Re: [PATCH RFC 00/10] RDMA/FS DAX truncate proposal

From: Dave Chinner
Date: Thu Jun 13 2019 - 13:02:25 EST


On Wed, Jun 12, 2019 at 04:30:24PM -0700, Ira Weiny wrote:
> On Wed, Jun 12, 2019 at 05:37:53AM -0700, Matthew Wilcox wrote:
> > On Sat, Jun 08, 2019 at 10:10:36AM +1000, Dave Chinner wrote:
> > > On Fri, Jun 07, 2019 at 11:25:35AM -0700, Ira Weiny wrote:
> > > > Are you suggesting that we have something like this from user space?
> > > >
> > > > fcntl(fd, F_SETLEASE, F_LAYOUT | F_UNBREAKABLE);
> > >
> > > Rather than "unbreakable", perhaps a clearer description of the
> > > policy it entails is "exclusive"?
> > >
> > > i.e. what we are talking about here is an exclusive lease that
> > > prevents other processes from changing the layout. i.e. the
> > > mechanism used to guarantee a lease is exclusive is that the layout
> > > becomes "unbreakable" at the filesystem level, but the policy we are
> > > actually presenting to uses is "exclusive access"...
> >
> > That's rather different from the normal meaning of 'exclusive' in the
> > context of locks, which is "only one user can have access to this at
> > a time". As I understand it, this is rather more like a 'shared' or
> > 'read' lock. The filesystem would be the one which wants an exclusive
> > lock, so it can modify the mapping of logical to physical blocks.
> >
> > The complication being that by default the filesystem has an exclusive
> > lock on the mapping, and what we're trying to add is the ability for
> > readers to ask the filesystem to give up its exclusive lock.
>
> This is an interesting view...
>
> And after some more thought, exclusive does not seem like a good name for this
> because technically F_WRLCK _is_ an exclusive lease...
>
> In addition, the user does not need to take the "exclusive" write lease to be
> notified of (broken by) an unexpected truncate. A "read" lease is broken by
> truncate. (And "write" leases really don't do anything different WRT the
> interaction of the FS and the user app. Write leases control "exclusive"
> access between other file descriptors.)
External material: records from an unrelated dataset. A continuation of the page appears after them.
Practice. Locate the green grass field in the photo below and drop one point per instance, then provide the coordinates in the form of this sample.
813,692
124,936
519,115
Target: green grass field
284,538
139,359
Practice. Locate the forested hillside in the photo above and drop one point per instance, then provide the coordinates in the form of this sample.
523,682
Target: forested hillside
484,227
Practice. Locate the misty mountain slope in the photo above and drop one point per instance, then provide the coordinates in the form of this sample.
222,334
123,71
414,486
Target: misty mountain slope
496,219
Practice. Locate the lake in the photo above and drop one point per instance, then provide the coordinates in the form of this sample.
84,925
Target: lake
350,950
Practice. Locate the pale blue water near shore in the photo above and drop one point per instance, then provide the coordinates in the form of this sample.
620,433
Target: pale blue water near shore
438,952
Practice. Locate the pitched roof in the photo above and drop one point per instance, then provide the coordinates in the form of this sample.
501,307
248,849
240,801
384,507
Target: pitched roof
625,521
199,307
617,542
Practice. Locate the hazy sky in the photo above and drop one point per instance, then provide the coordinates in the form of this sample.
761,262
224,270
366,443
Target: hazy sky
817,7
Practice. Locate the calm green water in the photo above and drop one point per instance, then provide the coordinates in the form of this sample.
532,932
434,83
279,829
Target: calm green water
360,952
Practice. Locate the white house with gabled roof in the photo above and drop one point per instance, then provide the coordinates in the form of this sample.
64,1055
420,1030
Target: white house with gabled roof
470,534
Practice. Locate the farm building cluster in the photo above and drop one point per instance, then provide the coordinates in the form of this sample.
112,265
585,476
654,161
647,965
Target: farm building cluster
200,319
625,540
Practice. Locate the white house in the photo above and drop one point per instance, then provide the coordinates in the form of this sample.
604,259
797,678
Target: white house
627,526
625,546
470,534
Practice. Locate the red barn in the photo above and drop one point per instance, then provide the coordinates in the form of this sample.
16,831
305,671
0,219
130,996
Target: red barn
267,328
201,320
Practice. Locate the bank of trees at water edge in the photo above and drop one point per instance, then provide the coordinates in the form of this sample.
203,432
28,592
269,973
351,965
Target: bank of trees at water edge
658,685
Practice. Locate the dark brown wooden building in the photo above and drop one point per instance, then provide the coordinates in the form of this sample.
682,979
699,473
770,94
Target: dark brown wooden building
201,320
I've been assuming that there is only one type of layout lease -
there is no use case I've heard of for read/write layout leases, and
like you say there is zero difference in behaviour at the filesystem
level - they all have to be broken to allow a non-lease truncate to
proceed.

IMO, taking a "read lease" to be able to modify and write to the
underlying mapping of a file makes absolutely no sense at all.
IOWs, we're talking exaclty about a revokable layout lease vs an
exclusive layout lease here, and so read/write really doesn't match
the policy or semantics we are trying to provide.

> Another thing to consider is that this patch set _allows_ a truncate/hole punch
> to proceed _if_ the pages being affected are not actually pinned. So the
> unbreakable/exclusive nature of the lease is not absolute.

If you're talking about the process that owns the layout lease
running the truncate, then that is fine.

However, if you are talking about a process that does not own the
layout lease being allowed to truncate a file without first breaking
the layout lease, then that is fundamentally broken.

i.e. If you don't own a layout lease, the layout leases must be
broken before the truncate can proceed. If it's an exclusive lease,
then you cannot break the lease and the truncate *must fail before
it is started*. i.e. the layout lease state must be correctly
resolved before we start an operation that may modify a file layout.

Determining if we can actually do the truncate based on page state
occurs /after/ the lease says the truncate can proceed....

Cheers,

Dave.
--
Dave Chinner
david@xxxxxxxxxxxxx